First of all, dear reader, you are a beautiful Fragrant Water Lily. The Nymphaea odorata, which flourishes in the swamps, is delicate in appearance—with a radial arrangement of petals ranging from alabaster to electric pink—yet also hearty and resilient. When weather is warm (or the body active) you emit only the sweetest of scents, and yes, you might glisten with a dewy luster. These are your charms, not your faults!

But just in case you find yourself unable to sing the body electric, my tea and sympathy are as follows:

If there is one single thing any human being should be empathetic about, it is the undignified comportment of our meat machines.

First off, it’s just highly unlikely that this book-reading, lunch-eating hotman noticed at all. Personally, I don’t make a habit of checking recently emptied seats, even though I live in New York City, which means I probably should. But even if he did, your best bet is to assume this man is capable of relating to his fellow humans, which brings me to point two.

The most significant attributes of bodies are their pervasiveness and their poor quality. By this I mean that everyone has a body, and that not a single one consistently operates as desired. Bodies are generally troublesome, embarrassing machinery; they rumble and lurch and smell and excrete and malfunction and break down—eventually forever. Swampy, I’m not trying to drag you into an acceptance of your own mortality here—I’m just saying that if there is one single thing any decent human being should be empathetic about, it is the undignified comportment of our barely-out-of-beta-testing meat machines.

Presume the capacity for compassion in the man—it’s a better world to live in. As for next steps, may I recommend considering a bold gesture?

You said you don’t see this guy very often—that’s good. That means if he’s terrible, he should be easy to avoid. You are likely to run into him again eventually, so why not plan ahead? Personally, I have always made a point of talking to extremely attractive people, for reasons both carnal and altruistic (the ratio of those two motivations is unimportant, I assure you). It’s cliché but true that intimidatingly good-looking people are often avoided by mere mortals, and you’d be shocked how well fearless and friendly charm can appeal to the inhumanly beautiful. This is true regardless of whether you possess a less conventional beauty, or any aesthetic handicap that might result from a highly restrictive office dress code.

Look, you’ve already got an obvious opening topic that could very well lead to a conversation!

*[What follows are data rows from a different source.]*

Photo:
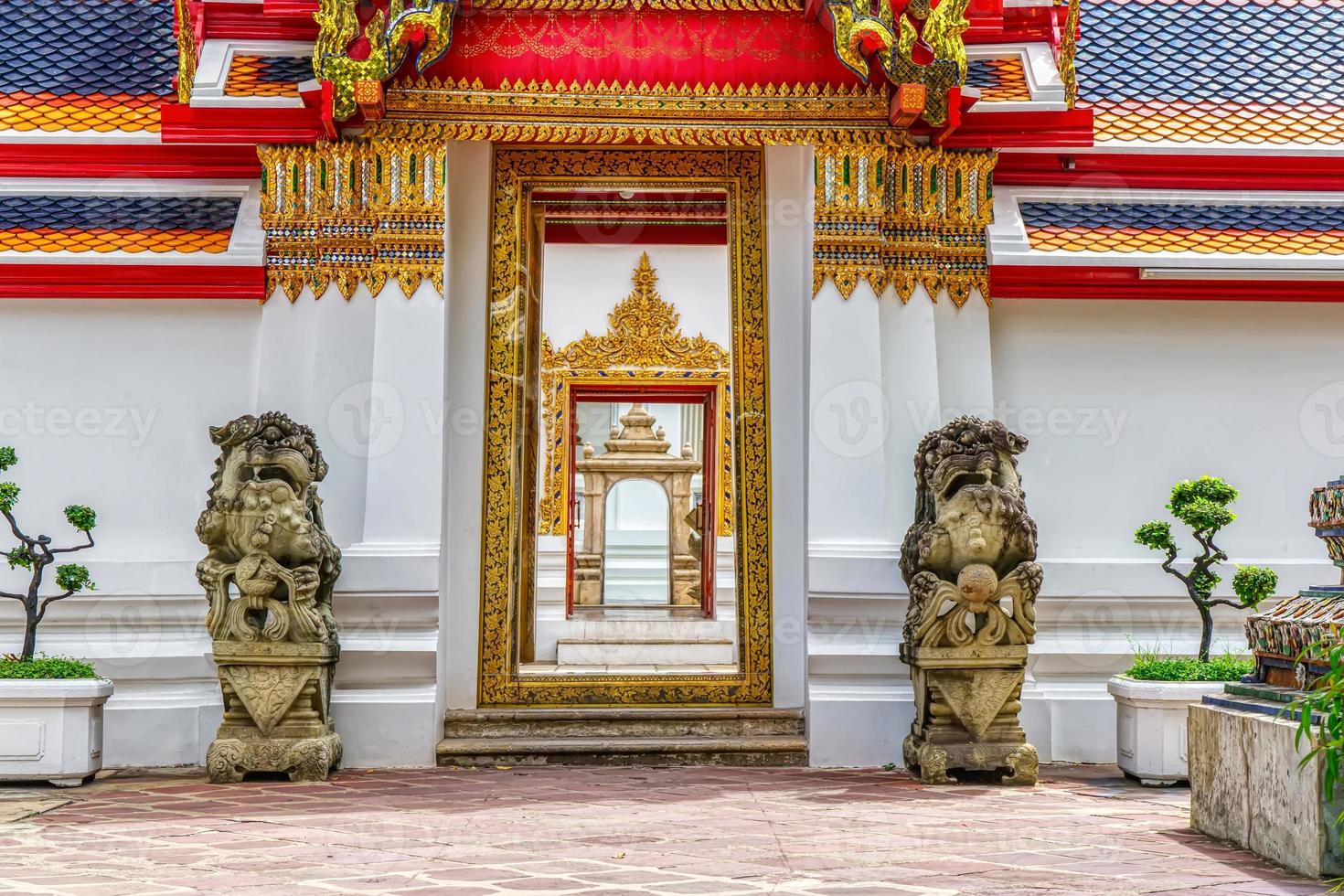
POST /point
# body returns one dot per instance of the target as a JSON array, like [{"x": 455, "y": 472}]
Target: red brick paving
[{"x": 625, "y": 830}]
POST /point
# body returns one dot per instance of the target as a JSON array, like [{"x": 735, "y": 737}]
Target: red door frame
[{"x": 706, "y": 395}]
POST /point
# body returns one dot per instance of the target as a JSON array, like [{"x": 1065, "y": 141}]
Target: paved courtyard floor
[{"x": 617, "y": 830}]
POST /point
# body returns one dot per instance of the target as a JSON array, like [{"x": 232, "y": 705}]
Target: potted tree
[
  {"x": 50, "y": 707},
  {"x": 1151, "y": 698}
]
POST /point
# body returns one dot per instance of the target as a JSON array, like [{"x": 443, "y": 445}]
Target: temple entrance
[
  {"x": 628, "y": 314},
  {"x": 636, "y": 560}
]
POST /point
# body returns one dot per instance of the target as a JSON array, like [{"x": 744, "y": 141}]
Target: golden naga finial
[
  {"x": 388, "y": 37},
  {"x": 914, "y": 42}
]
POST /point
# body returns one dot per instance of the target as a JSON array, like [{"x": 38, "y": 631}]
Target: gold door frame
[{"x": 512, "y": 378}]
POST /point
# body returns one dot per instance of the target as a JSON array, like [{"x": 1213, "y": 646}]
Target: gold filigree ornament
[
  {"x": 631, "y": 113},
  {"x": 902, "y": 217},
  {"x": 362, "y": 209},
  {"x": 614, "y": 5},
  {"x": 1067, "y": 50},
  {"x": 512, "y": 360},
  {"x": 643, "y": 344},
  {"x": 186, "y": 50},
  {"x": 389, "y": 35}
]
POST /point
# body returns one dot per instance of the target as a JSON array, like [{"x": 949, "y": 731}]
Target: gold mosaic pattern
[
  {"x": 588, "y": 113},
  {"x": 902, "y": 217},
  {"x": 246, "y": 78},
  {"x": 46, "y": 240},
  {"x": 1186, "y": 240},
  {"x": 1007, "y": 80},
  {"x": 1212, "y": 123},
  {"x": 362, "y": 209},
  {"x": 512, "y": 359},
  {"x": 96, "y": 112}
]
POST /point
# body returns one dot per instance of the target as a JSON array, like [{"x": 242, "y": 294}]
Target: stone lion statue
[
  {"x": 969, "y": 564},
  {"x": 269, "y": 575},
  {"x": 263, "y": 528},
  {"x": 971, "y": 528}
]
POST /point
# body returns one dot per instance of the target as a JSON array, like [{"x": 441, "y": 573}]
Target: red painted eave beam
[
  {"x": 1148, "y": 171},
  {"x": 1089, "y": 283},
  {"x": 132, "y": 281},
  {"x": 128, "y": 160},
  {"x": 285, "y": 20},
  {"x": 997, "y": 129},
  {"x": 248, "y": 125}
]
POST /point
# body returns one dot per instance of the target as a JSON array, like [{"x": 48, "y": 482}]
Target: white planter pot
[
  {"x": 51, "y": 730},
  {"x": 1151, "y": 727}
]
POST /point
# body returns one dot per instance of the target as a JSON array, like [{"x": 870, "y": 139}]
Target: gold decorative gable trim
[
  {"x": 611, "y": 5},
  {"x": 643, "y": 343},
  {"x": 902, "y": 217},
  {"x": 360, "y": 209},
  {"x": 603, "y": 113}
]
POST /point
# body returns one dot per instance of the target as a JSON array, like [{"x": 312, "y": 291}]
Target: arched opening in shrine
[{"x": 637, "y": 544}]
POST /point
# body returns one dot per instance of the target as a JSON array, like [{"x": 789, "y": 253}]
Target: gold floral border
[
  {"x": 512, "y": 359},
  {"x": 612, "y": 5},
  {"x": 677, "y": 116}
]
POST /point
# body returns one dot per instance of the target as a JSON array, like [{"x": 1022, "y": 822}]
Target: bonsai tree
[
  {"x": 1201, "y": 506},
  {"x": 35, "y": 555}
]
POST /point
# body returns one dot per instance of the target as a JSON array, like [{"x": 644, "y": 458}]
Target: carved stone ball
[{"x": 977, "y": 583}]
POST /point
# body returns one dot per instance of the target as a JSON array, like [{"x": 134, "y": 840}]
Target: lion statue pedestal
[
  {"x": 274, "y": 640},
  {"x": 969, "y": 563}
]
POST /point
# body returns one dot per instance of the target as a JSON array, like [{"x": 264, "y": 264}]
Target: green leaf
[
  {"x": 1201, "y": 515},
  {"x": 1157, "y": 667},
  {"x": 1156, "y": 536},
  {"x": 19, "y": 559},
  {"x": 46, "y": 667},
  {"x": 1254, "y": 583},
  {"x": 1204, "y": 581},
  {"x": 1206, "y": 488},
  {"x": 74, "y": 577},
  {"x": 80, "y": 517}
]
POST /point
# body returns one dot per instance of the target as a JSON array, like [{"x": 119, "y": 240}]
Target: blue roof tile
[{"x": 88, "y": 46}]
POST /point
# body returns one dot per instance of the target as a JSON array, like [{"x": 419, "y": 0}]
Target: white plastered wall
[
  {"x": 109, "y": 403},
  {"x": 1118, "y": 400}
]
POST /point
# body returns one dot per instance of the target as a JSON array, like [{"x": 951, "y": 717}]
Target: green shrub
[
  {"x": 1226, "y": 667},
  {"x": 34, "y": 554},
  {"x": 46, "y": 667},
  {"x": 1201, "y": 506}
]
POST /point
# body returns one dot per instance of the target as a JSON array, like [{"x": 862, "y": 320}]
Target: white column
[
  {"x": 788, "y": 174},
  {"x": 466, "y": 295},
  {"x": 912, "y": 386},
  {"x": 965, "y": 372}
]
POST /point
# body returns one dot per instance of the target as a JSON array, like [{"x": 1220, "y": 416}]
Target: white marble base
[
  {"x": 51, "y": 730},
  {"x": 1151, "y": 741},
  {"x": 637, "y": 652}
]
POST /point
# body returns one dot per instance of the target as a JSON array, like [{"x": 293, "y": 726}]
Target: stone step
[
  {"x": 643, "y": 652},
  {"x": 621, "y": 723},
  {"x": 768, "y": 750}
]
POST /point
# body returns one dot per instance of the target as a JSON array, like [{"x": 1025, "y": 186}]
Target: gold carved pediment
[
  {"x": 644, "y": 331},
  {"x": 643, "y": 343}
]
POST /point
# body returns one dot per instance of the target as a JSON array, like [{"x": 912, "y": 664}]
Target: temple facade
[{"x": 618, "y": 324}]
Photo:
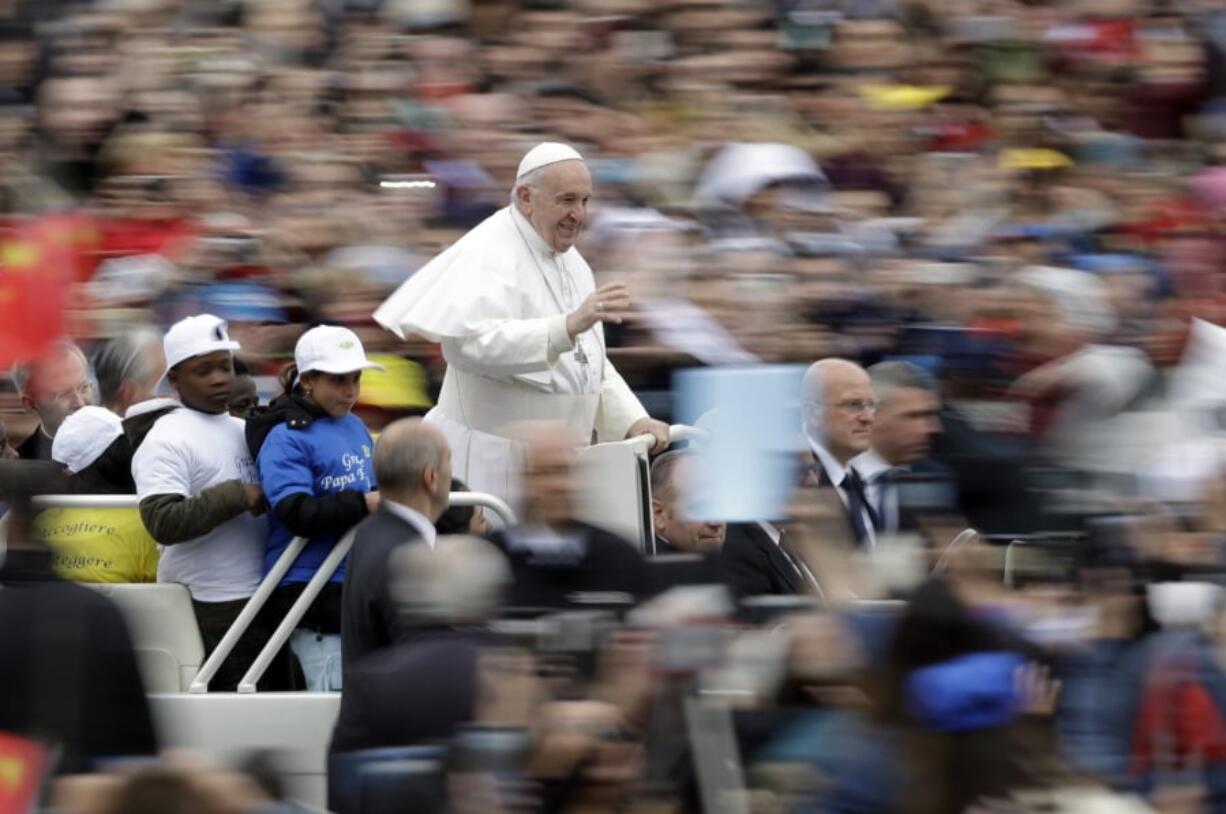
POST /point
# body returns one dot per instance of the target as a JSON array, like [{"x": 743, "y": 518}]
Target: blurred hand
[
  {"x": 657, "y": 429},
  {"x": 255, "y": 500},
  {"x": 1037, "y": 690},
  {"x": 606, "y": 304}
]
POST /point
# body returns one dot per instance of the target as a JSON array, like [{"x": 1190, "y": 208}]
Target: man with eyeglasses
[
  {"x": 839, "y": 408},
  {"x": 54, "y": 386}
]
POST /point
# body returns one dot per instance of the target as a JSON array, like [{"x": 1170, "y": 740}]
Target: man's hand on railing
[{"x": 658, "y": 430}]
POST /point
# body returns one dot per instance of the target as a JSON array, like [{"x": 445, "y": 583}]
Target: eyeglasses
[{"x": 855, "y": 406}]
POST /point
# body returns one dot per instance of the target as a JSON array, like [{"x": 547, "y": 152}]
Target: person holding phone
[{"x": 902, "y": 482}]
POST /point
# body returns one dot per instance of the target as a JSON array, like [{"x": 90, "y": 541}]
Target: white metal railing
[
  {"x": 677, "y": 433},
  {"x": 269, "y": 584}
]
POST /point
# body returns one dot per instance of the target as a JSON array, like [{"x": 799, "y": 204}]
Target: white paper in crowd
[
  {"x": 1198, "y": 383},
  {"x": 750, "y": 460}
]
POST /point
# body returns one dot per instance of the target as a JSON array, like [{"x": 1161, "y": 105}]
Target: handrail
[
  {"x": 332, "y": 562},
  {"x": 484, "y": 500},
  {"x": 281, "y": 635},
  {"x": 677, "y": 433},
  {"x": 86, "y": 502},
  {"x": 247, "y": 616}
]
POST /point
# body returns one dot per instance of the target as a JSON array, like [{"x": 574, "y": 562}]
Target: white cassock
[{"x": 497, "y": 300}]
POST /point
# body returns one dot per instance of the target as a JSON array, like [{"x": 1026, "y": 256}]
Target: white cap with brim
[
  {"x": 83, "y": 437},
  {"x": 195, "y": 336},
  {"x": 547, "y": 152},
  {"x": 330, "y": 348}
]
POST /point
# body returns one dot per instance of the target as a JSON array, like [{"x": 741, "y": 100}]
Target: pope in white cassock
[{"x": 520, "y": 319}]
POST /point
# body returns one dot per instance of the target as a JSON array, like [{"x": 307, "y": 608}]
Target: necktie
[{"x": 857, "y": 506}]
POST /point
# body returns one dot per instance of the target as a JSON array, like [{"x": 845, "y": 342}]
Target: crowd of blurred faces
[{"x": 1024, "y": 197}]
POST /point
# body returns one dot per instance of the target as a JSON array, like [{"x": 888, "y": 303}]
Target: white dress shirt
[
  {"x": 415, "y": 519},
  {"x": 837, "y": 473},
  {"x": 883, "y": 497}
]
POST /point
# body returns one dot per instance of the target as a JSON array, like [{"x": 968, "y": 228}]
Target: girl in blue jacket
[{"x": 315, "y": 466}]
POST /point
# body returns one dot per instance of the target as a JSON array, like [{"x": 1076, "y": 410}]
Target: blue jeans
[{"x": 320, "y": 658}]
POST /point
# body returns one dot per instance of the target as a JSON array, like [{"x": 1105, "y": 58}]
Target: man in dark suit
[
  {"x": 413, "y": 468},
  {"x": 839, "y": 410},
  {"x": 53, "y": 386},
  {"x": 687, "y": 551},
  {"x": 422, "y": 688},
  {"x": 757, "y": 562},
  {"x": 902, "y": 482},
  {"x": 553, "y": 555}
]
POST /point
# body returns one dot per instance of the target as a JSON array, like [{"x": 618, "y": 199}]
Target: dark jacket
[
  {"x": 412, "y": 693},
  {"x": 605, "y": 563},
  {"x": 302, "y": 514},
  {"x": 754, "y": 564},
  {"x": 70, "y": 673},
  {"x": 369, "y": 619},
  {"x": 671, "y": 568},
  {"x": 818, "y": 477}
]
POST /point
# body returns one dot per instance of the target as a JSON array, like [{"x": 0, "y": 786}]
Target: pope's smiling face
[{"x": 557, "y": 206}]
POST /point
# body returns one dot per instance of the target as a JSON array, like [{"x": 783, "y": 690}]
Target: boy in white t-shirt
[{"x": 200, "y": 495}]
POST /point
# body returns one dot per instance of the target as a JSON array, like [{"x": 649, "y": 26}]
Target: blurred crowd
[{"x": 1023, "y": 201}]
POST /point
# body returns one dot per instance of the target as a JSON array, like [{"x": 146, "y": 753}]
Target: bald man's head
[
  {"x": 839, "y": 407},
  {"x": 413, "y": 466},
  {"x": 547, "y": 481}
]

As a dutiful daughter of the Midwest, I am well aware of East Coast disdain for Middle American “small talk,” but I’ve found that when you’re trying to chat up a pretty new man, the weather is often the easiest “hello there” at your disposal.

“Man, it is so hot in here!” has a nice ring to it. When delivered with a cheery smile, it’s good-natured, yet it still retains a tinge of distress. It’s a gesture of collusion, an invite to mutual kvetching: Who could resist? Provided that he responds in a fashion akin to what any decently socialized human would, you can move on to introductions: “I’m Swampy, I work at [X].” I don’t need to micromanage you here—I’m 100 percent sure you know how to carry on a conversation, with questions and answers and observations and sentiments and jokes. Judging by the self-effacing humor of your letter, you’re absolutely brimming with friendly charm—it appears to be coming out of your pores!

You’ve got nothing to lose, my Water Lily! As Whitman would say, “The body itself balks account.” Enjoy yours.

And maybe talk to someone about the thermostat. Just a thought.